How To Solve Unicod Character Error In Ae

I have read through similar questions on stack overflow, however non of them solve the unicode problem I have: 'ascii' codec can't decode byte 0xc3 in position 302.

Have tried: import sys reload(sys) sys.setdefaultencoding('utf-8')

Note: If you inspect the source code of a html document you may also see that the character set used is stated in a so called 'meta tag'. It seems however that computers prefer to look at the HTTP header, so don't be confused by this. Ensure that the encoding standard of the web server matches the encoding used in your documents and you'll be fine.

however receive an error: NameError: name 'reload' is not defined

I try to read file with danish vowels: æ, ø, å. In return receive 'UnicodeDecodeError: 'ascii' codec can't decode byte 0xc3 position 302 etc. Position 302 and further on include danish vowels. Is there a way to fix this?
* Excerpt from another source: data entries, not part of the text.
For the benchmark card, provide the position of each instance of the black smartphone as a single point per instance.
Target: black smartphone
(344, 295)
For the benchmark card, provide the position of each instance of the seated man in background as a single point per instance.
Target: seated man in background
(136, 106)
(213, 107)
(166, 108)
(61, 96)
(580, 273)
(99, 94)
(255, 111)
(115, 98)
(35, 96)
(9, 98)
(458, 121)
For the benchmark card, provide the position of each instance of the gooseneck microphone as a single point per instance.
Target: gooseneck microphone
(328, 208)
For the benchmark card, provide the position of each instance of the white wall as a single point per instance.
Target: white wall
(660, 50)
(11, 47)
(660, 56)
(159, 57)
So far I have tried putting a specially-formatted comment as the first line of the source code: # -*- coding: <ascii> -*-. Did not give any result.

Also tried: f = open(fname, encoding='ascii', errors='surrogate escape'). But instead of reading file with characters as they are for example in the word 'Europæiske' I get 'Europudcc3udca6iske'.
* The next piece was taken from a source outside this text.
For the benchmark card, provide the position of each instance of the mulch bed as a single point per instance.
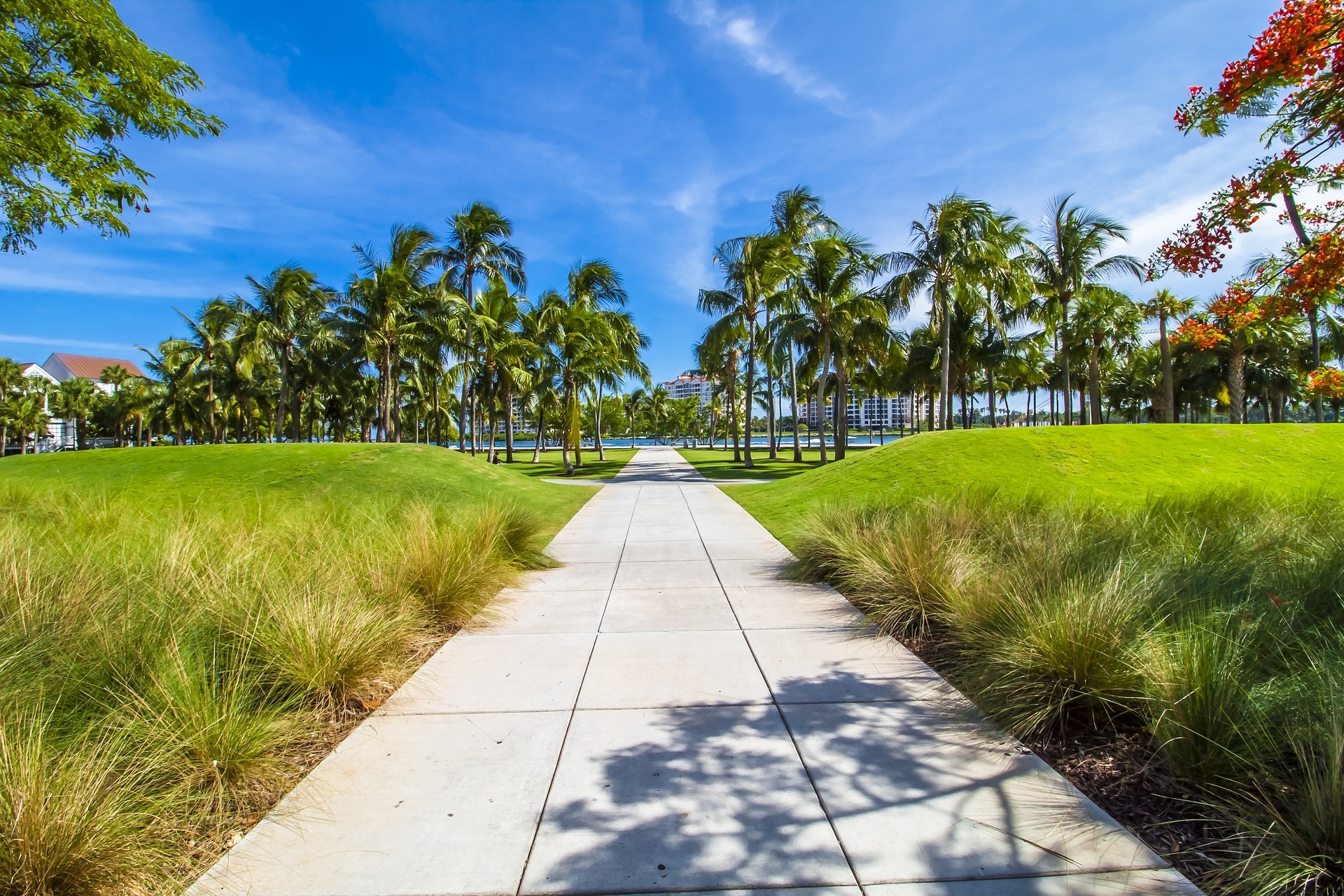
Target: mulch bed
(1119, 767)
Then I tried suggestions from the blog (lost a link to that blog) to 'import unicodedata', however, it was not well explained where to take it form there.

How To Solve Unicod Character Error In Ae

Mr Lister

36.1k10 gold badges79 silver badges121 bronze badges

Nadia SNadia S

closed as off-topic by Bhargav Rao♦, aschipfl, Brendan Abel, Rick Smith, Pierre LafortuneMar 15 '16 at 19:32

This question appears to be off-topic. The users who voted to close gave this specific reason:

'Questions seeking debugging help ('why isn't this code working?') must include the desired behavior, a specific problem or error and the shortest code necessary to reproduce it in the question itself. Questions without a clear problem statement are not useful to other readers. See: How to create a Minimal, Reproducible Example.' – Bhargav Rao, aschipfl, Rick Smith, Pierre Lafortune

If this question can be reworded to fit the rules in the help center, please edit the question.

2 Answers

Simply open with the correct encoding. You have to know the encoding that the file was saved in. Western versions of Windows might be Windows-1252, or perhaps utf8. Modules such as chardet can perform an educated guess. Also, for for csv module, open with newline=' as well (see documentation for using csv.reader:

Mark TolonenMark Tolonen

101k14 gold badges121 silver badges180 bronze badges

that #-- coding: thing is only for what's being used in the program itself, for example if you define a variable or function with Danish characters.

what you're dealing with is I/O, so remember the rule: bytes on the edges, Unicode inside. this means use str.decode when reading in, and unicode.encode when writing out.

jcomeau_ictxjcomeau_ictx

31.1k5 gold badges71 silver badges90 bronze badges

closed as off-topic by Bhargav Rao♦, aschipfl, Brendan Abel, Rick Smith, Pierre LafortuneMar 15 '16 at 19:32

2 Answers

Not the answer you're looking for? Browse other questions tagged pythonpython-3.xunicodeunicode-normalization or ask your own question.